Zehra Doğan bu yoksulluğun, şiddet sarmalının, her şeye rağmen yaşama sevincinin içinde büyür. “Sokakta her zaman bir çatışma vardı, ya polis ile göstericiler arasında ya da Hizbullahçılar ile yurtseverler arasında. Cenazeler geliyordu ve cenaze törenine bütün çocuklar katılıyordu. Newroz kutlamak yasaktı. Polis Newroz kutlaması olmasın diye okulun etrafını sardı. Öğrenciler yakacak bir şey bulamayınca, ceketlerini yakarak kutladı Newroz’u.”

Newroz ateşle kutlanır çünkü. Bunu ilkokul çocukları da bilir, ortaokul çocukları ceketlerini yakmış, çok mu?

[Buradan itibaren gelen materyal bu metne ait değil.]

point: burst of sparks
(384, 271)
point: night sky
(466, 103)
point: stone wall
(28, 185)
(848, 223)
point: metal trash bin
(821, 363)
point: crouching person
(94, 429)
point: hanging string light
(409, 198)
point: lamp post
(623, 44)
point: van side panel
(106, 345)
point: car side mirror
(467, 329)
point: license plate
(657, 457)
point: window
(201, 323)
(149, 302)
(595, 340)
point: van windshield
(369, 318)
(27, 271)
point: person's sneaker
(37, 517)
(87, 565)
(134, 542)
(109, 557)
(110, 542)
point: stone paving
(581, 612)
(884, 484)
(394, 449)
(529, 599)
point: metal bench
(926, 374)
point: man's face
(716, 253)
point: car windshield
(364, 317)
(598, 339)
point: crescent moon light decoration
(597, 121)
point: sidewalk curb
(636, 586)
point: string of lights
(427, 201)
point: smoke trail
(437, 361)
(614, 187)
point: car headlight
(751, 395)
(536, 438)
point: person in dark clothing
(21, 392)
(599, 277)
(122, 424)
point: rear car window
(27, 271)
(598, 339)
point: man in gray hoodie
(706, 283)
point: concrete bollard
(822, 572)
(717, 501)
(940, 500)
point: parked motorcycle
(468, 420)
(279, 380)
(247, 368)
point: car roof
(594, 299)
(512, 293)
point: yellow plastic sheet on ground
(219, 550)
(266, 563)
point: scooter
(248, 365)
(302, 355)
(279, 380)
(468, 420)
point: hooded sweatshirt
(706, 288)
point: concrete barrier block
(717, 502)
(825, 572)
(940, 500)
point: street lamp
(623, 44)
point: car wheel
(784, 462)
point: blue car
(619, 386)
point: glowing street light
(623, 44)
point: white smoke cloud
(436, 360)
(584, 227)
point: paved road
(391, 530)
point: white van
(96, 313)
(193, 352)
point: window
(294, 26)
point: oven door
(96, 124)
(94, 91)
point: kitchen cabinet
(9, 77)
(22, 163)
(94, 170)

'BİR TOKAT YEMİŞTİM AMA BİR KELİME ÖĞRENMİŞTİM'

Köyde doğup büyümüş her Kürt çocuğu gibi Zehra Doğan da Türkçe'yle ancak ilkokulda karşılaşmış. Dediğine göre 3. sınıfa kadar doğru dürüst Türkçe öğrenememiş. Öğretmeni, “Öteye kay” dediği zaman bu nedenle hiçbir şey anlamamış, saf saf bakmış öğretmenin yüzüne. Birkaç kez tekrarlamış öğretmen, Doğan ne dediğini anlamadığı için kıpırdamamış yerinden. Sonunda tokadı yapıştırmış öğretmen, “Sana öteye kay dedim” diyerek. “Sevindiğimi hatırlıyorum” diyor Doğan, “Bir tokat yemiştim ama ‘öte’ diye bir kelime de öğrenmiştim. Şimdi düşününce aslında ne kadar zor bir şeymiş çocuklar için. Okul diye bir yere gidiyorsun ve orada Türkçe diye bir dil konuşuluyor sadece. Bu yüzden derslerim hep kötüydü ilk yıllar. Türkçe bilmiyordum ve ders çalışmayı hiç sevmiyordum.”

RESİM UYDURMAK!

Zehra Doğan’la Amed Şehir Tiyatrosu Sergi Salonu’nda açtığı “141” adlı resim sergisi için buluştuk. Resim sanatına yeteneğini ne zaman keşfettiğini konuşacakken, çocukluğunun Bağlar semtine kadar uzanıyoruz. Doğan, yukarıda kısaca değinmeye çalıştığım ortamda resim yapmaya başlamış. Önceleri bilinçsizce elbette. Okuduğu ya da uydurduğu hikâyeleri kafasında kurgulayarak resmetmeye başlamış. “Bir şey görüyordum ya da duyuyordum, aklımdan hemen ‘şunu şöyle çizebilirim’ diye geçiriyordum. Fırsat bulunca da çiziyordum.”

.

Doğan, fırsat bulunca ya da annesinin “Bırak resim çizmeyi, ders çalış” bakışlarına yakalanmadığı zamanlar resim yapar. Annesi resim yapmasını hiç istemiyordur çünkü. Kimse de dememiştir, “Madem elin sanata yatkın, güzel resim yapıyorsun, bunu geliştirmelisin” dememiştir. Bir öğretmeni, sanat lisesine gitmesini ister, buna da ailesi karşı çıkar. Öyle ya, resim çizip ne olacak?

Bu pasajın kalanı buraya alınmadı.